Mentre la spinta diplomatica per rinnovare i colloqui di cessate il fuoco tra gli Stati Uniti e l'Iran continua, Washington e Teheran hanno anche negoziato un accordo sull'arricchimento dell'uranio dell'Iran
L'attuale stock di uranio arricchito dell'Iran — e la sua capacità di arricchirlo ulteriormente — sono stati elementi centrali della richiesta di lunga data da parte dell'amministrazione del presidente statunitense Donald Trump affinché Teheran non solo si impegni a non costruire un'arma nucleare, ma anche a rinunciare alla capacità di farlo.

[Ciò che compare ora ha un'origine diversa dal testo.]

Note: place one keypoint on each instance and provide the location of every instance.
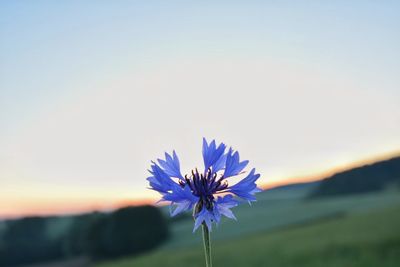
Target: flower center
(204, 186)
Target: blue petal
(212, 154)
(183, 198)
(233, 165)
(171, 165)
(223, 206)
(247, 187)
(160, 181)
(205, 216)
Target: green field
(285, 229)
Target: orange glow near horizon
(51, 205)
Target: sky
(92, 91)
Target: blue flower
(207, 193)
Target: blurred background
(92, 91)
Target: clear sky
(91, 91)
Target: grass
(278, 209)
(369, 238)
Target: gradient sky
(91, 91)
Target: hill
(353, 240)
(367, 178)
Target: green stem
(207, 245)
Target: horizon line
(319, 176)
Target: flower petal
(205, 216)
(212, 154)
(171, 165)
(224, 204)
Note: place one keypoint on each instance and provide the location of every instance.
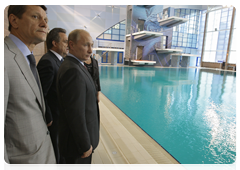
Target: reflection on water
(192, 113)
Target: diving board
(143, 62)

Ora, secondo diversi rapporti dei media statunitensi, differenze specifiche riguardanti l'arricchimento nucleare dell'Iran sono emerse come un ostacolo critico nei negoziati tra i due paesi volti a porre fine alla loro guerra
Squadre ad alta potenza degli Stati Uniti e dell'Iran si sono incontrate a Islamabad, Pakistan, durante il fine settimana, ma non sono riuscite a concordare un accordo. Il Pakistan sta cercando di far venire entrambe le parti a un secondo round di colloqui
Il fallimento dei colloqui in Pakistan durante il fine settimana è avvenuto a causa di un'insistenza americana che l'Iran sospendesse il suo programma di arricchimento dell'uranio per 20 anni in cambio di un allentamento delle sanzioni, seguita dal rifiuto di Teheran di accettare un moratorio sull'arricchimento oltre i cinque anni
Quindi perché l'Iran e gli Stati Uniti stanno litigando sulla durata dell'arricchimento dell'uranio? Avrà un impatto sui colloqui per il cessate il fuoco?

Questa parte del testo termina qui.